Government's WordPress theme for collaborative commenting

commentariat
Steph from the Department of Innovation is at it again. I’m really very impressed by his new WordPress theme, Commentariat, which effectively picks up where CommentPress left off. After an internal trial, he’s used it publicly for the first time, allowing people to comment on the Power Of Information Taskforce’s report.
I think he’s correctly identified the weakness in CommentPress: it isn’t meaningful to comment on individual paragraphs. Better instead to offer the content in editorially selected chunks. And that’s what Commentariat does. It makes commenting a breeze: I’ve just been through the entire POIT document, commenting furiously as I went… and I’ve certainly never done that before. The technology is irrelevant: if it’s getting me to contrbute like that, that‘s why I’d consider it a success.
I don’t understand the potential ins-and-outs of copyright (which will be the subject of another post in due course), but I really hope we can find a way to release this ‘properly’ as a theme offered through WordPress.org. It will genuinely amaze people to see HM Government producing something like this, and offering it free to the world. Who says we don’t ‘get’ open source?
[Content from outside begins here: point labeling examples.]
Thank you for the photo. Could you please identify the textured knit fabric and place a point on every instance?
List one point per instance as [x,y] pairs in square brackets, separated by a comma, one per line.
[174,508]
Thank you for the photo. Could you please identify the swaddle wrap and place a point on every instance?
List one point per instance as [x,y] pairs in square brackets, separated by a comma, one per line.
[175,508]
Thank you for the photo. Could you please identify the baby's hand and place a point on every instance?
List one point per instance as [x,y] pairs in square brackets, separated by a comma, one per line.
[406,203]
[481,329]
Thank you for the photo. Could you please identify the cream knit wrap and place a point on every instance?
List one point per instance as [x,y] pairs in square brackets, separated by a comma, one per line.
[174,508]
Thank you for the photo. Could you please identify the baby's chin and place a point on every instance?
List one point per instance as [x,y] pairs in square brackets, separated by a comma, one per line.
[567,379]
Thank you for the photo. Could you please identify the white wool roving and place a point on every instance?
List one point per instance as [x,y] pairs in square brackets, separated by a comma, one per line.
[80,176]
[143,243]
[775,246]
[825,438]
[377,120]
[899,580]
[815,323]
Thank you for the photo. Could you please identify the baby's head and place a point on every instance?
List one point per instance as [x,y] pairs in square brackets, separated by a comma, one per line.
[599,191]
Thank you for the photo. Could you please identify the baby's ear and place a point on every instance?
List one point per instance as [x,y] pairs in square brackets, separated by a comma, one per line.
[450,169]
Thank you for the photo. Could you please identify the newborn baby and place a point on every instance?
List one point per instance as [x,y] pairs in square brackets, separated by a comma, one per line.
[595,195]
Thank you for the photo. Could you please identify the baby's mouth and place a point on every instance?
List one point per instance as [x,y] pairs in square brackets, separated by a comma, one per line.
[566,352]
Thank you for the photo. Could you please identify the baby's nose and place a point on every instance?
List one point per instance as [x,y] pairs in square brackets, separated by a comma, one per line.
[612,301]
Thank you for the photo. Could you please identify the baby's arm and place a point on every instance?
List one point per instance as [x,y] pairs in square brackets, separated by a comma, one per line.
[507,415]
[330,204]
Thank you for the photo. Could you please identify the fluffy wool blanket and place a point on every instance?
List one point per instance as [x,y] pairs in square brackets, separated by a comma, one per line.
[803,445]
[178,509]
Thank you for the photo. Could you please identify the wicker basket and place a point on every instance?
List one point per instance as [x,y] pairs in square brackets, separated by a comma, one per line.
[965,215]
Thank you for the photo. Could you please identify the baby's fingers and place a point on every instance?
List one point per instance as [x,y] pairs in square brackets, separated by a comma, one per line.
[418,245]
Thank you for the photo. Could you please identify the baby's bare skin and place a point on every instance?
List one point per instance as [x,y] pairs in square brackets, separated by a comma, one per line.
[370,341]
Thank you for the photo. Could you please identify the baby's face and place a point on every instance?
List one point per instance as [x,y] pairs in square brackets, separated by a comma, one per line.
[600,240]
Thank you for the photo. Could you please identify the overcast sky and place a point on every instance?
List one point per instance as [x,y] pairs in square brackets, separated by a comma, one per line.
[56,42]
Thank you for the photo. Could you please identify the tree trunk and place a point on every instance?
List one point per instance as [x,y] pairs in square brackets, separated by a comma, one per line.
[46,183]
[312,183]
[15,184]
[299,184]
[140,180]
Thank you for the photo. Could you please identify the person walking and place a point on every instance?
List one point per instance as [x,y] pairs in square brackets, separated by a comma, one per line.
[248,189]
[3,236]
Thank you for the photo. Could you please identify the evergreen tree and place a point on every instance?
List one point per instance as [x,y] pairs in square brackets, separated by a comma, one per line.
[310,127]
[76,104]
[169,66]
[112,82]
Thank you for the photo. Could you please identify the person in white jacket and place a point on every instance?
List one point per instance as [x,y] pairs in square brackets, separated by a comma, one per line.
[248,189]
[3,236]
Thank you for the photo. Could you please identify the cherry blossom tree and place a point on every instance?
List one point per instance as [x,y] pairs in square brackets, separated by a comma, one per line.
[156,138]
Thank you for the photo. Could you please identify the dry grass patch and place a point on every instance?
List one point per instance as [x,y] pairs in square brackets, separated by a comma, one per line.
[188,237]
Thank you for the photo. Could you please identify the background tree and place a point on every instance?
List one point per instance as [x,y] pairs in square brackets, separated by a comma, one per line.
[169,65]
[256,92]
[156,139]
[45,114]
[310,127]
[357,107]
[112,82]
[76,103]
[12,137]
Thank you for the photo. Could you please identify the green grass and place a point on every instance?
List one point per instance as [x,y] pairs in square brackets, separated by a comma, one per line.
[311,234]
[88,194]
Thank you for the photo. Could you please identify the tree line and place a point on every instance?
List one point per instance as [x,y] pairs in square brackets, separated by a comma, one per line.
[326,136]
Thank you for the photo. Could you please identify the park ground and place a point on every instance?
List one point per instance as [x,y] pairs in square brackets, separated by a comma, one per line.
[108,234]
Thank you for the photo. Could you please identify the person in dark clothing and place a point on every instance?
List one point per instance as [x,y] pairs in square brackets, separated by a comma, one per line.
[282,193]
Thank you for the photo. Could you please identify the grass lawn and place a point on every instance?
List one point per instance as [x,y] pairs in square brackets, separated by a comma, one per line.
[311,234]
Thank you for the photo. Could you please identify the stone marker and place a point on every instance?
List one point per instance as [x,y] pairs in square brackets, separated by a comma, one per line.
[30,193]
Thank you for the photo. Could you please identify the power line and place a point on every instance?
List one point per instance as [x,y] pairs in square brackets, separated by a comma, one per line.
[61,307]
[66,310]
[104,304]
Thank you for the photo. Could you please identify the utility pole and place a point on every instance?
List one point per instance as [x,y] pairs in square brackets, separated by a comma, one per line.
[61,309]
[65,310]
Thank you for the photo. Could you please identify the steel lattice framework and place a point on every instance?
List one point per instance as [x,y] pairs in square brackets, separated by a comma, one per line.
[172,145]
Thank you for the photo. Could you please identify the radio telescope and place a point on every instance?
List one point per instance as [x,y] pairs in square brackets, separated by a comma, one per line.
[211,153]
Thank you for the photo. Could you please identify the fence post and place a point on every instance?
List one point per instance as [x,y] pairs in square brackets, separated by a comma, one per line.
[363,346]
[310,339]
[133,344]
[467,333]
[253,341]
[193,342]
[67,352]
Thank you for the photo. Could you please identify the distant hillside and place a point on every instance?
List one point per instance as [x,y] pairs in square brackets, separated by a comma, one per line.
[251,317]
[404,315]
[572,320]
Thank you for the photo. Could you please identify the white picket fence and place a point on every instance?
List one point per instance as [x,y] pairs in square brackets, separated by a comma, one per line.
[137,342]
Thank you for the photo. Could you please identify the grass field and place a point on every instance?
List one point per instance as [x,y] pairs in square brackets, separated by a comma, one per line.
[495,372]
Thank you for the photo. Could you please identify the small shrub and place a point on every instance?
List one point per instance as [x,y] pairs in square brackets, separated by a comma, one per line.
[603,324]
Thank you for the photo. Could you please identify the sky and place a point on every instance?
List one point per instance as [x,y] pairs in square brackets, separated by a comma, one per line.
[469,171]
DIUS living up to its name

I’m genuinely delighted to see the Department for Innovation, Universities and Skills allowing itself some room to innovate. As DIUS social media manager Steph Gray explains, they’ve just published an interactive version of their white paper on innovation (published a few months back), using – wahey! – WordPress. Or more specifically, CommentPress: the theme which allows you to add comments on each individual paragraph of a document.
It’s a nice piece of work: I first referenced CommentPress in late 2007, saying it was ‘just crying out for someone to use on a White Paper or other consultation document.’ Lo and behold, Steph has done just that, and it really does work. It even looks quite pretty too. I actually find myself wanting to add comments.
But more significantly, as Steph clearly recognises, it represents ‘one of the first public outings of [their] sandbox server, designed to be at arm’s length from the corporate site and with greater scope to test innovative tools and approaches online.’
It’s not the first really smart thing to come out of DIUS lately, either. The work they’ve done with Harry Metcalfe, to deliver a full-on (customised) Atom feed of consultations. Unlikely to excite many people, to be honest; in fact, I doubt many people will ever see it. But it’s absolutely the right thing to do, delivering a comprehensive, well-structured data feed for interested parties (ie Harry) to use as they please.
We’ll only make steps forward if people are given freedom to play around, and somewhere to do it. It’s fantastic to see DIUS taking such a lead on this.